Ahoy there! Now, me hearties, here is an interesting fact for you, which I discovered purely by chance this very morn. Yesterday was actually “International Talk Like a Pirate Day”! I Captain Kidd you not – how amazing is that? If only I had known – now I have to wait a whole year until the next one.
Which reminds me … I was attending a dinner party a few years ago, oddly enough dressed as Long John Silver (not really, just checking to make sure you are paying attention) when the topic of conversation turned to children – who had what, how many, ages etc.
I was just about to say actually I don’t have any children but, before I could, the lady seated opposite me piped up “Oh, I think there’s something very strange about a woman who doesn’t have children – there must be something wrong with her surely”.
She then immediately turned to me and asked “How many children do you have Elizabeth?” and I heard someone answer “Two” and then realised it was in fact me that had said that. Phew, that was close, I thought I had swerved what could have been an awkward moment rather nicely.
I really should have paid more attention to the potential ramifications of my reply though because then came a barrage of questions, thus:
“What are their names?”
“Hugo and Pandora” I replied, having quickly plucked from thin air the names of my two beloved cats from years ago.
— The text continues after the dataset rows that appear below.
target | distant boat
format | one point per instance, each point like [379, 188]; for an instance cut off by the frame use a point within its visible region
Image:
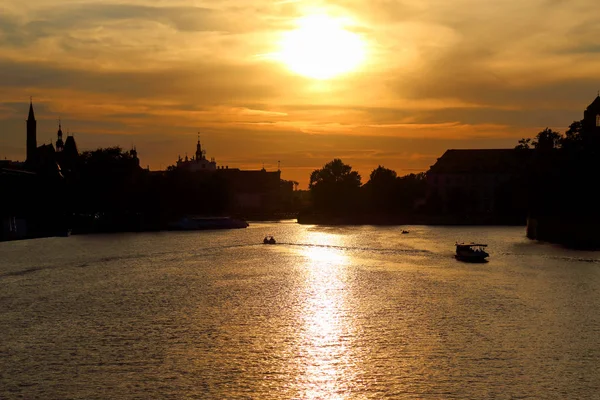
[206, 223]
[471, 252]
[269, 239]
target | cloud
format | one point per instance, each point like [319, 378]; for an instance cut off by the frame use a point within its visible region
[439, 74]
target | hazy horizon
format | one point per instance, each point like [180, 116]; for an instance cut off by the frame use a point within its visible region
[391, 83]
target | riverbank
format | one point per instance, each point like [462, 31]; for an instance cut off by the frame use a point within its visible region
[573, 232]
[409, 219]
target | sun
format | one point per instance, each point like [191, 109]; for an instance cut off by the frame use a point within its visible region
[321, 48]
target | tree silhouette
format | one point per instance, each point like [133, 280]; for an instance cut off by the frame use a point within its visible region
[547, 140]
[335, 188]
[382, 189]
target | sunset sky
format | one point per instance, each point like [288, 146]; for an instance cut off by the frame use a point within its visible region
[369, 81]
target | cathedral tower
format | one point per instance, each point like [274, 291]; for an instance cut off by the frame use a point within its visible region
[591, 116]
[199, 154]
[60, 145]
[31, 135]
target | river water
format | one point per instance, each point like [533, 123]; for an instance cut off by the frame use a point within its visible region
[327, 313]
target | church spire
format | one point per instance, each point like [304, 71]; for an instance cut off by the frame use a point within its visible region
[31, 116]
[60, 145]
[31, 135]
[199, 155]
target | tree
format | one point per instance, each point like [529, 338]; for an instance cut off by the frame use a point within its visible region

Lucky they weren’t called Puss and Ginger!
“How old are they?” Blah blah blah …
By the end of the evening I was the unintentional mother of two children, my aforementioned incredibly talented son Hugo and my beautiful daughter Pandora, affectionately known as Pandy. Perhaps a little over the top, I hear you say? No, that was just the beginning.
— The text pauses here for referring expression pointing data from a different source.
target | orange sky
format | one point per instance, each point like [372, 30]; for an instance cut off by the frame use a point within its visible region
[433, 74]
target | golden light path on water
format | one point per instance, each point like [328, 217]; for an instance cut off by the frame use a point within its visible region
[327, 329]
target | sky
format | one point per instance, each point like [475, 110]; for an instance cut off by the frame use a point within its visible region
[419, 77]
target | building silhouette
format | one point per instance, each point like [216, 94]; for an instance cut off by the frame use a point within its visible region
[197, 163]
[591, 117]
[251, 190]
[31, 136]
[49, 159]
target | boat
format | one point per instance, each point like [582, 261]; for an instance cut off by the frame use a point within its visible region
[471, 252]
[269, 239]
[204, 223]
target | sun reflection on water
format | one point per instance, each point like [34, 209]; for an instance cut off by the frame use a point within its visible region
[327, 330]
Hugo is a very successful architect, living with his partner (Antonio) in the most scrumptious loft apartment in Manhattan. As a trendy gay man about town I don’t expect he will be giving me grandchildren anytime soon. Thank goodness! No way do I want some sticky toddlers anywhere near my dogs, my Afghan war rug or my cashmere throws thankyou.
Ooh, I started to get a bit anxious then at the thought of it, completely forgetting for a moment that that particular nightmare scenario exists only in my mind. Phew, what a relief!
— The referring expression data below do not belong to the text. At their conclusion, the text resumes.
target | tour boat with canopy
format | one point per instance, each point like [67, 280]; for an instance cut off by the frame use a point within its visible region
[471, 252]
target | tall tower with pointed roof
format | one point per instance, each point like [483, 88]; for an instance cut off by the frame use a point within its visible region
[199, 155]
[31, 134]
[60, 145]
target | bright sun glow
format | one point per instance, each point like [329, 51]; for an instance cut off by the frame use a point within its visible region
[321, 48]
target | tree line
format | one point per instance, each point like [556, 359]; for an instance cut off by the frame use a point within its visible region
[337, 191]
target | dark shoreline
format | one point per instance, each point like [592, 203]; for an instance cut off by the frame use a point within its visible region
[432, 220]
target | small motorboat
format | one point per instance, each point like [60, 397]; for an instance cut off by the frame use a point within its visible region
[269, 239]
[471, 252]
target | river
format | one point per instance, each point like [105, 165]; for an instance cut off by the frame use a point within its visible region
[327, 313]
Back to Pandora … Pandy is a very successful (naturellement) interior designer, living with her husband Sebastian in Primrose Hill on the northern side of Regent’s Park in London. Pandy is very similar to me in many ways and she and her husband (whom I simply adore) have decided they are not particularly fussed about having children for they too have some beautiful soft furnishings. That, and they have a shared love of long haul travel destinations. They have the most gorgeous home, as one would expect, but unfortunately have very loud neighbours to the left of them – some kind of musician, apparently quite famous, playing an electric guitar and wailing at all hours. I can’t recall his name off hand but I imagine he sounds rather like this:
So, with my maternal instinct on full alert, I advised darling Pandy to pop next door and ever so politely ask if they would be kind enough to keep the noise down after 10pm in the evening, which she did. But she then informed me a greasy wild haired beatnik type of fellow had greeted her with some hostility, shouting “I’m not going to be told what to do by a woman with a face like a pickled onion”!
Outrageous!! The child is beyond beautiful – she looks just like me for heavens sake!
Anyway, must dash for now dahlings as I’m expecting a long distance call from Hugo … I’ll send him your best wishes. And then I really must plank.